# Modelling prosodic structure using Artificial Neural Networks

**Authors:** Jean-Philippe Bernardy, Charalambos Themistocleous

arXiv: 1706.03952 · 2017-06-16

## TL;DR

This paper compares LSTM and ConvNet architectures for classifying Cypriot Greek questions and statements, demonstrating that ConvNet achieves 95% accuracy and better handles tonal variation in prosodic structure.

## Contribution

It introduces a neural network-based classification model for prosodic tonal patterns in Cypriot Greek, highlighting the superior performance of ConvNet over LSTM.

## Key findings

- ConvNet achieved 95% classification accuracy.
- ConvNet outperformed LSTM in tonal classification.
- Neural networks effectively model prosodic tonal variation.

## Abstract

The ability to accurately perceive whether a speaker is asking a question or is making a statement is crucial for any successful interaction.

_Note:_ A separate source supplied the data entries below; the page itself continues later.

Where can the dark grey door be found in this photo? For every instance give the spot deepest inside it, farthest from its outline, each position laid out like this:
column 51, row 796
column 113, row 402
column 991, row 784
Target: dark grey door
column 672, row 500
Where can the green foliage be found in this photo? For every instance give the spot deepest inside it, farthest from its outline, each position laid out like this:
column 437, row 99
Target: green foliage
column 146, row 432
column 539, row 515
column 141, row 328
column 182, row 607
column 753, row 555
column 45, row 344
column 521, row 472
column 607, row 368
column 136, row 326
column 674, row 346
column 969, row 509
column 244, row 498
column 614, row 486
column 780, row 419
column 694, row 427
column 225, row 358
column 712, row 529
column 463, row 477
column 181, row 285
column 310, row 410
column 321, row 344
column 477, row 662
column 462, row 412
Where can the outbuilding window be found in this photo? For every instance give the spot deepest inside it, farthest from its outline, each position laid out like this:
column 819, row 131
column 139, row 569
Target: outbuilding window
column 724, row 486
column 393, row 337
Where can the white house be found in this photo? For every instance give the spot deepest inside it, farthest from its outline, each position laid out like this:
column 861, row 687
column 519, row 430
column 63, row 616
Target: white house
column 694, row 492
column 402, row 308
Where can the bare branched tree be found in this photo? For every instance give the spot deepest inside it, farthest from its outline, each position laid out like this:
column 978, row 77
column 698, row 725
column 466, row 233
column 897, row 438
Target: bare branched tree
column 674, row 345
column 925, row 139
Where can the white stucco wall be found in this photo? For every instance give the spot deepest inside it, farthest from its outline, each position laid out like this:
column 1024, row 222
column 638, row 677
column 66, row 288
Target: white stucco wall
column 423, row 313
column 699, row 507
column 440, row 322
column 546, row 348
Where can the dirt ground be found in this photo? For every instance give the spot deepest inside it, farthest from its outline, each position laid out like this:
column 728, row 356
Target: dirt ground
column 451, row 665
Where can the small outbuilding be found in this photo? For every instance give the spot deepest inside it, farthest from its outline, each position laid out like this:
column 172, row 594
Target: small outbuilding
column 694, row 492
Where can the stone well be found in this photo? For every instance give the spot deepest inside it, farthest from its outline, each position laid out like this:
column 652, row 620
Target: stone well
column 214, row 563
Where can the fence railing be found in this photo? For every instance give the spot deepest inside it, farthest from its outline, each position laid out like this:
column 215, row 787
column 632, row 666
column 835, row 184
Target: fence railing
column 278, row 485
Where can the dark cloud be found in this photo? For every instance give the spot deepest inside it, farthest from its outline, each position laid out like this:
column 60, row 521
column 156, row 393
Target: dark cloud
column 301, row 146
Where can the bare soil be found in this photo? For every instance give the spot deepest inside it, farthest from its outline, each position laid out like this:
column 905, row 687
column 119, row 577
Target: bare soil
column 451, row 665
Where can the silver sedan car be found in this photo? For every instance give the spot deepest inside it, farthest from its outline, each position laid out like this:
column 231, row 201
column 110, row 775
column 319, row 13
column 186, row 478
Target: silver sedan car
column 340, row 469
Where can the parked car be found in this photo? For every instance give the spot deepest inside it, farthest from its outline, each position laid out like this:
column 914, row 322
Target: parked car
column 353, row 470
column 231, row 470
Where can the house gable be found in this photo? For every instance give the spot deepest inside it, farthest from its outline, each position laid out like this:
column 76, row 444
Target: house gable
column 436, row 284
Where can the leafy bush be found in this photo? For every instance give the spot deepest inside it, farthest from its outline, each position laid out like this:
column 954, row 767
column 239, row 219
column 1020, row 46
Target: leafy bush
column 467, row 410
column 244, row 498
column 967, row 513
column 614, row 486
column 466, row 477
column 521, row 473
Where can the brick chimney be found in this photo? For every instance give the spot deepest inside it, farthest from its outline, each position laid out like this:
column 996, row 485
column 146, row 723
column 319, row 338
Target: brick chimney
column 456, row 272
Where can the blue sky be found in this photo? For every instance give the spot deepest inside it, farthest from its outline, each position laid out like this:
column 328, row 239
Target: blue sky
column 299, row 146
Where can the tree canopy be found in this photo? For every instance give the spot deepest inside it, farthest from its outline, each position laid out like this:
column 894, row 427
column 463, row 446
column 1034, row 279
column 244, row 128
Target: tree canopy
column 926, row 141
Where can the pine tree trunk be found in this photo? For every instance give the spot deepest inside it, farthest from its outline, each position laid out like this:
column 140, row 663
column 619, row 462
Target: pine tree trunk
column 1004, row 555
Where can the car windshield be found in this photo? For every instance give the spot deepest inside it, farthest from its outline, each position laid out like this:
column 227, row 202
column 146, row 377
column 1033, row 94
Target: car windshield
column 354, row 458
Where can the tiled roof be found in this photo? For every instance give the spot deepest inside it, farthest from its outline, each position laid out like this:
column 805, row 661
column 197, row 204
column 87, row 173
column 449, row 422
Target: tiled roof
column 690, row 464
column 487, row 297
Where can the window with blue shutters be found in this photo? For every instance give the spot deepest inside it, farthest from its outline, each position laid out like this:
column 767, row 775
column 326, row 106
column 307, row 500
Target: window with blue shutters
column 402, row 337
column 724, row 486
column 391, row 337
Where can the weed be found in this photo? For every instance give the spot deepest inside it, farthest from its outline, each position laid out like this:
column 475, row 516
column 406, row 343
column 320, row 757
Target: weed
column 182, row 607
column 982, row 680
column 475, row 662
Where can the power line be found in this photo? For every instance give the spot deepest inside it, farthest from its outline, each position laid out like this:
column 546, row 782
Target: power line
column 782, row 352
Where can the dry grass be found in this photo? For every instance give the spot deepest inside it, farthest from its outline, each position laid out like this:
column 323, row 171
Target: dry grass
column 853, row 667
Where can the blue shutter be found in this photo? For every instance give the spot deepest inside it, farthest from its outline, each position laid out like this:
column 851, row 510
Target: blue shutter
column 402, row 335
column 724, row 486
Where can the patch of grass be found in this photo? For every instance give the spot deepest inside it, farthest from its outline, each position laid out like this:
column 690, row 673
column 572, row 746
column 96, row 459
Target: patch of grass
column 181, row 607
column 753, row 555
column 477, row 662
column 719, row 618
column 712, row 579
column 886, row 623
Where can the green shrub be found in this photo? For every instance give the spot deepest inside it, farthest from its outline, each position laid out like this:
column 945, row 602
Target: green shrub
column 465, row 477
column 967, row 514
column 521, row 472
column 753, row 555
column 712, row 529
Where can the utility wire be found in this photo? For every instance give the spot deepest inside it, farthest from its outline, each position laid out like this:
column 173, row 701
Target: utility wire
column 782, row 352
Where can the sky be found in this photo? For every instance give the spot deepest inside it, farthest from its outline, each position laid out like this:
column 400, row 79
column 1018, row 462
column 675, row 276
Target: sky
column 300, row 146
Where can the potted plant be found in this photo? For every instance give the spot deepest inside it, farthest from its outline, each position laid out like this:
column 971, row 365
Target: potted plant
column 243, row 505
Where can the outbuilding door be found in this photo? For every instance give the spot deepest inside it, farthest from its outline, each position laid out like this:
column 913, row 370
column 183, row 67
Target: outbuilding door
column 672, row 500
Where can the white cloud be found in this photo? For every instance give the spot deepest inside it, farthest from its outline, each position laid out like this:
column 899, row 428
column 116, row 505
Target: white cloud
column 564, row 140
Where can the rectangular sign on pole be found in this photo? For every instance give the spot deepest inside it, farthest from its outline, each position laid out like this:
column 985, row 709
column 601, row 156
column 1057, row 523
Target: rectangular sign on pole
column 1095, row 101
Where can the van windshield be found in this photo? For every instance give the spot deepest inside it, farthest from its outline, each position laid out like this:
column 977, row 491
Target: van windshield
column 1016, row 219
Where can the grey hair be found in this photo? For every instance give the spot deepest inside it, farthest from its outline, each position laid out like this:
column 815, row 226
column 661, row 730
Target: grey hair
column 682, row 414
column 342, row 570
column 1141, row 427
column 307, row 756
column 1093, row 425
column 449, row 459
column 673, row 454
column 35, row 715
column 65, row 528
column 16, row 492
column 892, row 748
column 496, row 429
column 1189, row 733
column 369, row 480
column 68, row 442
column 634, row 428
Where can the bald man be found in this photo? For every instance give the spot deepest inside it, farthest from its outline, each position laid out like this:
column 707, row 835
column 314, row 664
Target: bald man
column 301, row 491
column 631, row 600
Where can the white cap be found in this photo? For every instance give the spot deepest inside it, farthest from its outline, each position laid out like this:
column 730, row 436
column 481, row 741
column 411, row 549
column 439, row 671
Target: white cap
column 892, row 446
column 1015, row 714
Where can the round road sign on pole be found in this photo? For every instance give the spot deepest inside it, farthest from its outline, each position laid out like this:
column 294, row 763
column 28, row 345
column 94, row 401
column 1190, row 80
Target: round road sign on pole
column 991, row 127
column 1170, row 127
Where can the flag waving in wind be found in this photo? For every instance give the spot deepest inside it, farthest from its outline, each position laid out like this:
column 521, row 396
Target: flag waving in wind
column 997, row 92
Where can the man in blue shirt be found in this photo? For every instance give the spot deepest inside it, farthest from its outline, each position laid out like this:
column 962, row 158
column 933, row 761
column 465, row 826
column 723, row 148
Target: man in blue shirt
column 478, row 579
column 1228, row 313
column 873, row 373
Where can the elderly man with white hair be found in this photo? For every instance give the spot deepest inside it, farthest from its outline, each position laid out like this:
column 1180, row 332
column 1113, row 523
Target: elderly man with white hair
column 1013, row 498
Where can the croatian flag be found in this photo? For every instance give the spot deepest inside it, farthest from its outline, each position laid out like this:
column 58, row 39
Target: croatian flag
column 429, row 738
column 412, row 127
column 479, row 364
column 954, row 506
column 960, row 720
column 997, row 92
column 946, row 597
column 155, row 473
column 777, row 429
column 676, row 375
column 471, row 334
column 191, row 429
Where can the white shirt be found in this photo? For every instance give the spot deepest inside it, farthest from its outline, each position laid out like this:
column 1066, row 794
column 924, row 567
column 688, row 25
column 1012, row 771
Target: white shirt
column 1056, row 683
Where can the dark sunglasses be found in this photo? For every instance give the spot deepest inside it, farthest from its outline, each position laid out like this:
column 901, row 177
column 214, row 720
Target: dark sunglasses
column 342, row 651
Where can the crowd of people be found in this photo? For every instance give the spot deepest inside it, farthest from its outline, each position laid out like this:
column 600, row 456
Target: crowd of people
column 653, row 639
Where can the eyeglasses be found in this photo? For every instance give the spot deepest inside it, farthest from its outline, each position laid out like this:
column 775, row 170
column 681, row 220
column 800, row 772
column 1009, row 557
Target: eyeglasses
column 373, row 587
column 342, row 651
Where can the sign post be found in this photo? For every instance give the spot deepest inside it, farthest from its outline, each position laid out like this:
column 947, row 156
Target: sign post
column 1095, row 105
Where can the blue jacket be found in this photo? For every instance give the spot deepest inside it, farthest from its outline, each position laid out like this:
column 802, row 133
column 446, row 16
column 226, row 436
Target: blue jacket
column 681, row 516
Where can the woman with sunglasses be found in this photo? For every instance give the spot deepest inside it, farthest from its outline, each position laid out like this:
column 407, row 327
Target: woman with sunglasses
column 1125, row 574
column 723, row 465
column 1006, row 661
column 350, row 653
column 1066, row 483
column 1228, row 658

However, learning and classifying tonal patterns has been a challenging task for automatic speech recognition and for models of tonal representation, as tonal contours are characterized by significant variation. This paper provides a classification model of Cypriot Greek questions and statements. We evaluate two state-of-the-art network architectures: a Long Short-Term Memory (LSTM) network and a convolutional network (ConvNet). The ConvNet outperforms the LSTM in the classification task and exhibited an excellent performance with 95% classification accuracy.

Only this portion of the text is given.